From: Davide Libenzi (davidel@xmailserver.org)
Date: Sun Dec 23 2001 - 20:20:26 EST


On Sun, 23 Dec 2001, Victor Yodaiken wrote:

> On Thu, Dec 20, 2001 at 02:36:07PM -0800, Davide Libenzi wrote:
> > > My understanding of the POSIX standard is the the highest priority
> > > task(s) are to get the cpu(s) using the standard calls. If you want to
> > > deviate from this I think the standard allows extensions, but they IMHO
> > > should be requested, not the default, so I would turn your flag around
> > > to force LOCAL, not GLOBAL.
> >
> > So, you're basically saying that for a better standard compliancy it's
> > better to have global preemption policy by default. And having users to
> > request rt tasks localization explicitly. It's fine for me.
>
> Can you please cite the passaaages in the standrd you have in mind?

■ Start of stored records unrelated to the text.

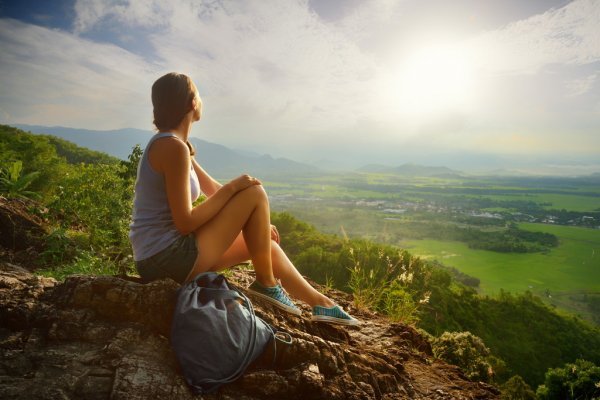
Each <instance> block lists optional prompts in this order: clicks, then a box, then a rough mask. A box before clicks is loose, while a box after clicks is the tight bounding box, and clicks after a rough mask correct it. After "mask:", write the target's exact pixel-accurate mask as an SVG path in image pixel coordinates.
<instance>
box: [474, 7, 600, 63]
mask: <svg viewBox="0 0 600 400" xmlns="http://www.w3.org/2000/svg"><path fill="white" fill-rule="evenodd" d="M598 21H600V2H598V1H597V0H578V1H573V2H571V3H569V4H567V5H566V6H564V7H562V8H558V9H551V10H549V11H547V12H545V13H543V14H539V15H535V16H533V17H530V18H527V19H525V20H521V21H517V22H513V23H510V24H508V25H507V26H506V27H504V28H503V29H499V30H495V31H490V32H486V33H484V34H482V35H480V36H479V37H477V38H476V39H474V40H472V41H471V43H470V44H471V46H473V48H474V49H475V51H476V52H477V54H478V58H479V60H480V67H481V68H482V69H484V70H485V71H487V72H489V73H516V74H519V73H525V74H532V73H536V72H537V71H539V70H540V69H541V68H543V67H545V66H547V65H550V64H568V65H583V64H589V63H593V62H596V61H600V45H598V43H600V27H599V25H598Z"/></svg>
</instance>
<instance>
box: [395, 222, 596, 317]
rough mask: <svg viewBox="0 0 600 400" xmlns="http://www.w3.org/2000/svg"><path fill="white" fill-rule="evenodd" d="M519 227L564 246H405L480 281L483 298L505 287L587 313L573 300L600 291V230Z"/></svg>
mask: <svg viewBox="0 0 600 400" xmlns="http://www.w3.org/2000/svg"><path fill="white" fill-rule="evenodd" d="M519 226H520V228H522V229H526V230H531V231H538V232H548V233H552V234H554V235H556V236H557V237H558V238H559V242H560V244H559V246H558V247H556V248H554V249H552V250H551V251H549V252H548V253H546V254H542V253H526V254H517V253H497V252H492V251H486V250H475V249H470V248H469V247H468V246H467V245H466V244H464V243H460V242H451V241H439V240H407V241H403V242H402V243H401V246H402V247H404V248H406V249H407V250H408V251H410V252H412V253H413V254H415V255H420V256H421V257H423V258H429V259H437V260H438V261H440V262H442V263H443V264H445V265H449V266H453V267H455V268H457V269H458V270H460V271H462V272H464V273H466V274H468V275H471V276H474V277H477V278H479V279H480V280H481V284H480V290H481V293H482V294H488V295H494V294H497V293H499V292H500V289H504V290H507V291H510V292H512V293H522V292H525V291H527V290H529V291H531V292H533V293H534V294H537V295H539V296H541V297H542V298H545V299H546V301H548V302H550V303H553V304H555V305H557V306H558V307H560V308H564V309H566V310H568V311H571V312H573V311H574V312H576V313H582V312H584V311H583V310H582V309H581V307H580V304H576V303H577V302H574V301H572V300H570V298H571V297H572V296H576V295H580V294H583V293H600V230H594V229H587V228H579V227H570V226H557V225H544V224H529V223H523V224H520V225H519ZM547 294H550V296H552V297H548V296H547Z"/></svg>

POSIX 1003. The doubt was if ( since the POSIX standard does not talk
about SMP ) the real time priorities apply to CPU or to the entire system.
This because the scheduler i'm working on has two kind of RT tasks, local
and global ones. Local RT tasks cannot preempt remote CPU so if, for
example, one RT task is woke up and its last CPU is running another RT
task with higher priority, the fresly woke up task will wait even if other
CPUs are running tasks wil lower priority. Global RT task will force
remote preemption in case the last CPU that ran the woke up RT task is
running another higher priority RT task. Global RT tasks have their own
queue and lock like CPUs. My old default was local RT task that was
forced by a setscheduler() flag SCHED_RTGLOBAL while George suggested that
it's better to have default global and to have this behavior forced by a
SCHED_RTLOCAL flag. I already changed the code to default to global.